Galois Group over Finite Field
I am having a bit of difficulty trying to answer the following question:
What is the Galois group of $X^8-1$ over $\mathbb{F}_{11}$?
So far I have factored $X^8-1$ as
$$X^8-1=(X+10)(X+1)(X^2+1)(X^4+1).$$
I know $X^2+1$ is irreducible over $\mathbb{F}_{11}$ since $10$ is not a square modulo $11$. Also, $X^4+1$ is irreducible over $\mathbb{F}_{11}$. The roots of $X^2+1$ and $X^4+1$ over $\mathbb{Q}$ are $\pm i$ and $\pm \frac{\sqrt{2}}{2} \pm \frac{\sqrt{2}}{2} i$, respectively. We also see that $\sqrt{2} \not \in \mathbb{F}_{11}$ since no element squared is equal to $2$. I would then think that $\mathbb{F}_{11}(i, \sqrt{2})$ is a splitting field for $x^8-1$ over $\mathbb{F}_{11}$, which is clearly Galois. If all this were true, I would then venture that the Galois group is $V_4$. I have the feeling, however, that I have made many mistakes in my reasoning. How should one approach a problem like this?
An extension of finite fields is always cyclic: the Galois group must be cyclic. So the Galois group certainly cannot be $V_4$.
Note that $F_{11}(i)$ does have a square root of $2$: $(3i)^2 = -9\equiv 2\pmod{11}$. So once you adjoint $i$ to $F_{11}$, you also get $\sqrt{2}$. Thus, $F_{11}(i,\sqrt{2}) = F_{11}(i)$.
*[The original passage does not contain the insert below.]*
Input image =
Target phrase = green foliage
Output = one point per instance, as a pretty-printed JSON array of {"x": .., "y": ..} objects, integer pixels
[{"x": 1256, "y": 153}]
Likewise, $X^2+1$ is reducible over $F_{11}(\sqrt{2})$, since $(4\sqrt{2})^2 = 32\equiv -1\pmod{11}$. That is, $F_{11}(i) = F_{11}(\sqrt{2})$.
The key to remember is that there is a unique field of order $121=11^2$; so any extension you get from $F_{11}$ by adjoining the square root of a nonquadratic residue is the same. So $F_{11}(i) = F_{11}(\sqrt{2}) = F_{11}(\sqrt{6}) = F_{11}(\sqrt{7}) = F_{11}(\sqrt{8})$.
Your other mistake is that $x^4+1$ is not irreducible over $F_{11}$: it splits as a product of two irreducible quadratics. You can figure this out by replacing $\frac{\sqrt{2}}{2}$ with $7i$ and $\frac{\sqrt{2}}{2}i$ with $-7$ (the values in $F_{121}$), or by solving a system of simple equations. Either way, you get $$x^4 + 1 = (x^2-3x-1)(x^2+3x-1)$$ in $F_{11}$. (Had $x^4+1$ been irreducible, then your extension would have been of degree $4$: you need an extension of degree $4$ to get a root for $x^4+1$, that one already contains the quadratic extension, and so you would get all the roots you need. In that case, the Galois group would have been cyclic of order $4$).
Your mistake was in assuming that $x^4 + 1$ was irreducible over $\Bbb{F}_{11}$. In fact there is something incredible about this polynomial; it is irreducible over $\Bbb{Z}$ but reducible over $\Bbb{F}_p$ for every prime $p$!
The following is the proof given in Dummit and Foote:
If $p = 2$ the polynomial is clearly reducible by the schoolboy binomial theorem. Now if $p$ is odd, notice that
$$p^2 \equiv 1 \mod 8$$
for every prime $p$. This is because mod 8, $p$ is congruent to 1,3,5, or 7 all of which square to 1 mod 8. It follows that we have the following divisibilities:
$$x^4 + 1 | x^8 - 1 | x^{p^2 - 1} - 1| x^{p^2} - x.$$
In particular we conclude that $x^4 + 1 | x^{p^2} - x$ and so all the roots of $x^4 + 1$ are roots of $x^{p^2} - x$. It follows that the extension generated by any root of $x^4 + 1$ is at most a degree 2 extension, and so $x^4 + 1$ cannot be irreducible.
$\hspace{6in} \square$
It follows that the Galois group of $x^8 - 1$ over $\Bbb{F}_{11}$ is isomorphic to the cyclic group of order 2.
Let $E$ be a splitting field of $x^8 - 1$ over $F_{11}$. Then $E = F_{11}(\alpha)$, where $\alpha$ is a primitive $8$th root of unity.
It follows that $G = \operatorname{Gal}(E/F)$ is isomorphic to a subgroup of $(\mathbb{Z}/8\mathbb{Z})^*$, which is isomorphic to the Klein four-group. Now $G$ cannot have order $1$ because $x^8 - 1$ does not split over $F_{11}$, it cannot have order $4$ because then it wouldn't be cyclic (see this question). Therefore $G$ must be cyclic of order $2$.
In general, suppose $F$ is a field and $E = F(\alpha)$, where $\alpha$ is a primitive $n$th root of unity. Then you can show that $\operatorname{Gal}(E/F)$ is isomorphic to a subgroup of $(\mathbb{Z}/n\mathbb{Z})^*$.